The candidacy chaired by Magüi Mira Its two main objectives are “to recover the essence of the founding objectives of the Academy and to reorient academic life to rediscover enthusiasm for a common project which restores importance to academics”; and secondly “recover the feeling of belonging to the Academy as a space for meeting, dialogue and unity of professionals in the performing arts, through academic life, understood as an experience between its members”. The candidacy includes names such as Anabel Alonso, Antonio Onetti, Carlos Álvarez, Carme Portaceli, Denis Rafter, Igor Yebra, Jorge Blass, Juana Escabias, Juanjo Llorens or Rosángeles Valls.

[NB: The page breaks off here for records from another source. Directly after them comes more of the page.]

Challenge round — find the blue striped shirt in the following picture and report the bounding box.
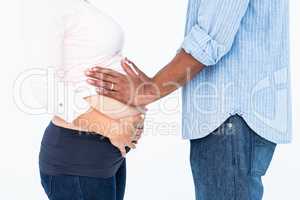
[182,0,292,143]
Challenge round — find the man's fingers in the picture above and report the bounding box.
[118,145,126,158]
[96,88,119,100]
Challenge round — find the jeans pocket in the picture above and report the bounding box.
[40,172,54,198]
[251,134,276,176]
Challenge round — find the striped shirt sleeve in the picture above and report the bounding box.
[181,0,249,66]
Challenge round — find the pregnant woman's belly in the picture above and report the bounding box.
[39,123,124,178]
[39,0,131,177]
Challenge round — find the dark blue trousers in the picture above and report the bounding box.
[41,161,126,200]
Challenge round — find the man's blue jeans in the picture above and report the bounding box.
[190,115,276,200]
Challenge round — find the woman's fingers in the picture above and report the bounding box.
[91,66,124,77]
[121,60,138,78]
[87,79,119,91]
[85,70,119,83]
[127,143,136,149]
[125,58,148,79]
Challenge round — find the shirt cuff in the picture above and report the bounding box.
[181,26,224,66]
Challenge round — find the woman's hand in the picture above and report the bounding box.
[107,114,144,157]
[86,59,159,106]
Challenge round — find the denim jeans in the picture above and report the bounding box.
[190,115,276,200]
[41,161,126,200]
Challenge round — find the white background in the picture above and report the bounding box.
[0,0,300,200]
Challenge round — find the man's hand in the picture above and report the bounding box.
[86,59,160,106]
[108,114,144,157]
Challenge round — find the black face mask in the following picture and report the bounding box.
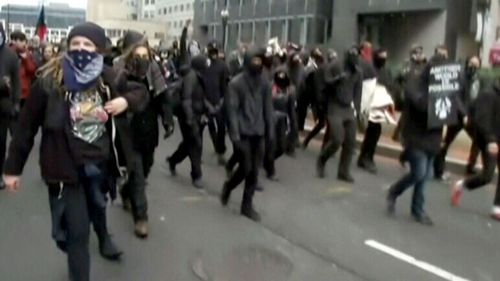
[373,57,387,69]
[130,58,151,78]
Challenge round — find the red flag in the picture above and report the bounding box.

The actor Roberto Alvarez He leads a candidacy that includes Carolina África, José Luis Arellano, Nicolás Fischtel, José Luis García Pérez, Astrid Jones, Lucía Lacarra, Chusa Martín and Josep Maria Pou. Its objectives, an inclusive and decentralized Academy, which addresses not only major themes and productions, but also the diversity of the performing arts sector throughout Spain; look beyond the big numbers, prioritizing the essence of the performing arts; foster an institution that listens as much as it speaks, where the performing arts are not only celebrated, but thought about, cared for and defended; and build the future of the sector through collaboration and emotional ties between professionals.

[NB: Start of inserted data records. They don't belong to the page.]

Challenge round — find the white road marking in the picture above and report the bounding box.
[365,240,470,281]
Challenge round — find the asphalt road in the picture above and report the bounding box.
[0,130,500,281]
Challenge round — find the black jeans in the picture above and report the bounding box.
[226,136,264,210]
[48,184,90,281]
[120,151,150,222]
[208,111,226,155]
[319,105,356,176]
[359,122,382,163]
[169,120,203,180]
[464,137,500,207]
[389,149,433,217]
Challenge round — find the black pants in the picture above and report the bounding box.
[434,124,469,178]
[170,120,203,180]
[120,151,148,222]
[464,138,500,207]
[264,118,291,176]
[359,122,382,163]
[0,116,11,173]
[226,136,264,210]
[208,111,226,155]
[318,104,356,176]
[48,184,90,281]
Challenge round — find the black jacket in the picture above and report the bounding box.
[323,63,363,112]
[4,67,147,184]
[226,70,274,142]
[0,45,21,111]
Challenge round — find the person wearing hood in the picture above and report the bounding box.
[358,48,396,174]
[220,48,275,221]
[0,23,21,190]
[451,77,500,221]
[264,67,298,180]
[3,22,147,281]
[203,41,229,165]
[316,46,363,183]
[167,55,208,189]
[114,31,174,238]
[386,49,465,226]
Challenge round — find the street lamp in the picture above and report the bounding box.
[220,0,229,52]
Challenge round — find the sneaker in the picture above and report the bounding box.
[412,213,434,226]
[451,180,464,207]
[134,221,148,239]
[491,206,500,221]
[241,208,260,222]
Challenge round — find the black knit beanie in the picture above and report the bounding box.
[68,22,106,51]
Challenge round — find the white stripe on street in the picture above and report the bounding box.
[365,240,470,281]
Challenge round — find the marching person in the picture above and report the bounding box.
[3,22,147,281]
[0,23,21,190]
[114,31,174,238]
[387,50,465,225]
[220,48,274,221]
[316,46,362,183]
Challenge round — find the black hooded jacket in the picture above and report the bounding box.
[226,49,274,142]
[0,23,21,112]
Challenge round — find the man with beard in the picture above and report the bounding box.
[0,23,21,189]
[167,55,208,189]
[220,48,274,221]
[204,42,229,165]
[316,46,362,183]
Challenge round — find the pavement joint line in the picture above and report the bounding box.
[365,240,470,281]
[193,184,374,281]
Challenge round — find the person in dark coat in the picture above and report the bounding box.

The third list is headed by another actor, Manuel Moya. At his side, Alberto Amarilla, Alicia Cabrera, Ana Morales, Carla Nyman, Cristian Martín Cano, Conchita Piña and Inés Narváez. On the program, nine challenges: “promote the real participation of academics, strengthen the functionality and efficiency of the internal structure, update the institutional image and its link with artistic reality, reduce the distance between the Board of Directors and the artistic community, adapt to new practices and stage languages, guarantee full representation and effective diversity, promote true decentralization and coherent international relations, modernize digital tools and management systems and create real spaces for meeting and collaboration”.